Impact of composition engineering on charge carrier cooling in hybrid perovskites: computational insights

Mixed A-cation halide perovskites have emerged as one of the most promising materials for next-generation optoelectronic applications due to such factors as attractive charge carrier transport properties and enhanced stability under operating conditions. However, the influence of A-cation mixing on the excited state charge carrier dynamics and, particularly, on ultrafast hot-carrier relaxation processes, is yet to be studied in sufficient detail. We combine nonadiabatic molecular dynamics and time-domain density functional theory methods to establish the impact of formamidinium (FA)-cesium (Cs) mixing on the subpicosecond-scale hot-charge carrier cooling processes in FA(1-x)Cs(x)PbI(3) (x <= 0.5) materials. Our ab initio study illustrates that the partial substitution of organic FA species with inorganic Cs cations substantially extends the hot-electron and hot-hole relaxation times. Observed increases in the hot-carrier lifetimes indicate better performance of FA(1-x)Cs(x)PbI(3) compared to parent FAPbI(3) in the field of hot carrier solar cells.

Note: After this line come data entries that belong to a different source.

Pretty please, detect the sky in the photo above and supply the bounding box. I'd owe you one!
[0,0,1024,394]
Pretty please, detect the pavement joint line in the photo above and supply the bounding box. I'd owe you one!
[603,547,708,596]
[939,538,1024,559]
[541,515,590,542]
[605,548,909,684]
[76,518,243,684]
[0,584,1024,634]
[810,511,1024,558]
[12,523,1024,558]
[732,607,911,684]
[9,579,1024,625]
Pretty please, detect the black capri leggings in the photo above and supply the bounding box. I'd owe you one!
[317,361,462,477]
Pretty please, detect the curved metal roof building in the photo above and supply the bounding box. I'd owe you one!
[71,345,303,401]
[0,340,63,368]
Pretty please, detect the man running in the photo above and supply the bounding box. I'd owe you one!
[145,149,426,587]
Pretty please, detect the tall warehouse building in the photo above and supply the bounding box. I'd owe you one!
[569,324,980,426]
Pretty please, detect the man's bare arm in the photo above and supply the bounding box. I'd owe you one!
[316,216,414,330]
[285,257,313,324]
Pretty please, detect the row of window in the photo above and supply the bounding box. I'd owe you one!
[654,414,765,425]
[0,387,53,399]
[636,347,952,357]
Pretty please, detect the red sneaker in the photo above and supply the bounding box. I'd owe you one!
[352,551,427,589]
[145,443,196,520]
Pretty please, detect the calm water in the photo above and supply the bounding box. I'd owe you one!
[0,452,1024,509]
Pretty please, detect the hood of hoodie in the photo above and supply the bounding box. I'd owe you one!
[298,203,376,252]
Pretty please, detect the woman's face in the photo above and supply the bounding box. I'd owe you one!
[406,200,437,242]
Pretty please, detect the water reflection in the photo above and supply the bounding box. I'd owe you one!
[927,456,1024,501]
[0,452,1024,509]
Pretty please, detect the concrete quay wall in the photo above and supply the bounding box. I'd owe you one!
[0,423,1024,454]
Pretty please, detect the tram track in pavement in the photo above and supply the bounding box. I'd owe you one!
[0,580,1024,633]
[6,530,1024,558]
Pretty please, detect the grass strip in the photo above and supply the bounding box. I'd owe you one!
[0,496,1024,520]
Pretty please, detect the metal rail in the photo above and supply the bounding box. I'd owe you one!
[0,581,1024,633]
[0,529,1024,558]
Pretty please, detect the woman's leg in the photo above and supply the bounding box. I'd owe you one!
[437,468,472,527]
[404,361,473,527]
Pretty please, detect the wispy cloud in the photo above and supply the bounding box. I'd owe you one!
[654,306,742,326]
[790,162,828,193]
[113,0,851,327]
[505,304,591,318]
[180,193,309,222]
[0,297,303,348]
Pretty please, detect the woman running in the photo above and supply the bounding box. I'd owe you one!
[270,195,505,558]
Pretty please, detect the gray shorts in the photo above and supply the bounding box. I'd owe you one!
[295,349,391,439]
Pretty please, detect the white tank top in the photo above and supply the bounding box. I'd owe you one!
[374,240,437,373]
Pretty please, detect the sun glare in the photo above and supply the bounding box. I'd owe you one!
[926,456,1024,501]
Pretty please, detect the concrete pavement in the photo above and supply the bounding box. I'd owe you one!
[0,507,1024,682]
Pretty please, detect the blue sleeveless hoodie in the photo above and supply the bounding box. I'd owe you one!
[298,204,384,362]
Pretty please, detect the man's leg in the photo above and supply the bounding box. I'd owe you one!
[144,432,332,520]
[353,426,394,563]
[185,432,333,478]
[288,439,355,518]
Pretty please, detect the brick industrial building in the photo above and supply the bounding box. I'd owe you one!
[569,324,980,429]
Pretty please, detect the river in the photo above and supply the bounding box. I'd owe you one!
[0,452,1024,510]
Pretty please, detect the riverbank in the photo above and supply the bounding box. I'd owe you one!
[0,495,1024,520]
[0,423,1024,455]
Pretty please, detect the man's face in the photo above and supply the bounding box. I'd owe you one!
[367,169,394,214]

The atomistic details of lattice dynamics reveal that FA-Cs cation mixing partially suppresses thermal fluctuations in the structure, weakening the carrier-phonon interaction under ambient conditions. Increased structural rigidity and weakened carrier-phonon interactions in turn lower the rates of intraband nonadiabatic transitions of hot-carriers and enhance their excited state lifetimes. The in-depth understanding of the relationship between the dynamic structure and carrier relaxation allows us to further propose rational design principles that can enhance the hot-carrier lifetimes in photoactive materials. The computational guides will help to realize photovoltaic devices that efficiently harvest hot-carriers and exhibit an improved power conversion performance compared to traditional single-junction solar cells.